Nessa semana refleti sobre minha vida virtual. E sobre a efemeridade das relações, sejam elas virtuais ou não.
Depois de muitos problemas – alguns graves – relacionados ao uso de redes sociais na Internet (Orkut, Facebook, Twitter e esse bendito blog), dei-me conta de como nos expomos para os outros e de como esse narcisismo inflado pode nos trazer prejuízos quase irreversíveis.
Qualquer comentário bobo e fútil torna-se importante, precisamos divulgá-lo. Qualquer foto é peculiar, precisamos expô-la. Precisamos mostrar que saímos à noite, que bebemos, que dançamos, que somos cultos, bonitos, ricos e felizes. Precisamos avisar que vamos ao banheiro, que não gostamos do último filme com a Natalie Portman e que a música nova da Lady Gaga é uma cópia descarada de uma música da Madonna. Precisamos descarregar nossa raiva, xingando e ofendendo deus e o resto do mundo.
O que há de comum em todas essas exposições desnecessárias? O que há de comum em todo esse lixo virtual? A grande maioria das coisas que publicamos na rede é exposta por impulso. Nossas fotos são publicadas por impulso, nossas palavras são postadas por impulso. Nossa vida em rede é um impulso. E por ser um impulso não nos diz tanto respeito. O personagem que aparece nesse blog, por exemplo, é só uma parte – por vezes grotesca – de mim.
A partir dessas reflexões, percebi que há muito tempo eu estava me expondo demais e tornando explícitas coisas que não queria explicitar. Percebi que muitos estão me acompanhando, me seguindo, me espreitando, em silêncio. Pessoas não necessariamente indesejáveis, mas que estão próximas de algumas que o são. Em relação aos contatos, os chamados “amigos”, pensei que ter o máximo possível de contatos seria uma vantagem, pois assim seria mais difícil perder contato com as pessoas que gosto mas que estão longe. Isso faz sentido, mas há um alto preço a pagar: a exposição a nível exponencial. Somos celebridades dos nossos amigos virtuais. Eles são nossos paparazzi. Quanto mais pessoas, mais exposição. E isso, na minha situação, é desnecessário, é ruim. O prejuízo decorrente da exposição não compensa o prazer de se expor. Eu percebi que, se uma amizade quer se preservar, ela se preserva e ponto; não há necessidade de forçar o estabelecimento e a manutenção de um contato virtual. O laço afetivo precisa ocorrer naturalmente, mesmo que seja por meio virtual.
Com base nisso tudo, tomei a decisão de me limitar ao uso das redes – me reservar à condição de expectador – e excluir alguns contatos. Pessoas que não precisam e nem devem saber do que acontece na minha vida. Só não excluirei o blog, por enquanto, porque esse espaço ainda é muito importante e, por isso, indispensável. Ainda preciso escrever. E de qualquer forma sempre precisamos exercitar um pouquinho nosso narcisismo.

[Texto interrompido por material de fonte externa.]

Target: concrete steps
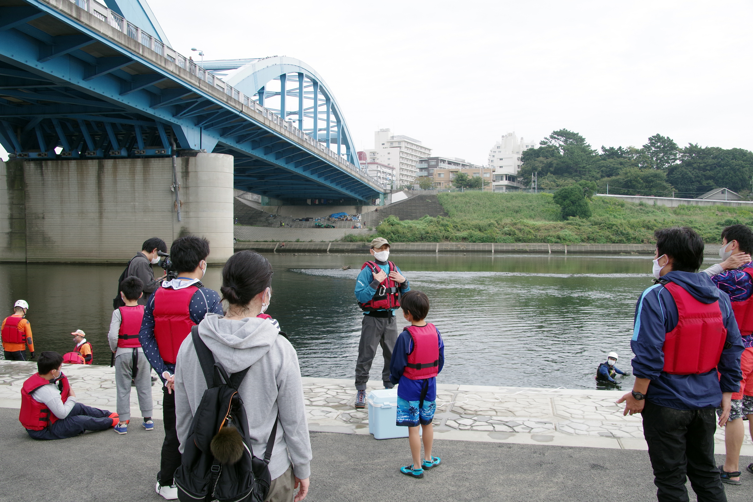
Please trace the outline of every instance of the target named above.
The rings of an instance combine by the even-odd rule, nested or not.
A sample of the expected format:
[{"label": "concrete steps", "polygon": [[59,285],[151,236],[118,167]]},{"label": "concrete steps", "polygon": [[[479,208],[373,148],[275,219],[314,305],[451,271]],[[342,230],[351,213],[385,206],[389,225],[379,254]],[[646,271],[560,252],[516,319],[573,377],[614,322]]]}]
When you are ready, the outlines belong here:
[{"label": "concrete steps", "polygon": [[395,202],[378,211],[370,211],[363,215],[366,227],[376,227],[388,216],[397,216],[402,220],[418,220],[424,216],[447,216],[444,208],[439,203],[436,195],[417,195],[399,202]]}]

Para terminar, dou-me a liberdade de praticar apenas mais uma vez a exposição desnecessária citando algumas palavras que ouvi há alguns dias e que agora fazem muito sentido para mim: “Quando seus parentes começam a te adicionar em alguma rede virtual, é sinal de que essa rede já está ultrapassada.”

#fikdik

Um comentário:

  1. Boa reflexão. Eu acho que muitos exageram mesmo nessa exposição. Põem pra todo mundo ver fotos e momentos "particulares". Mas cada um sabe o que lhe faz bem. Só acho também que toda exposição tem suas consequências, cabe a cada um decidir se vale a pena pagar o preço.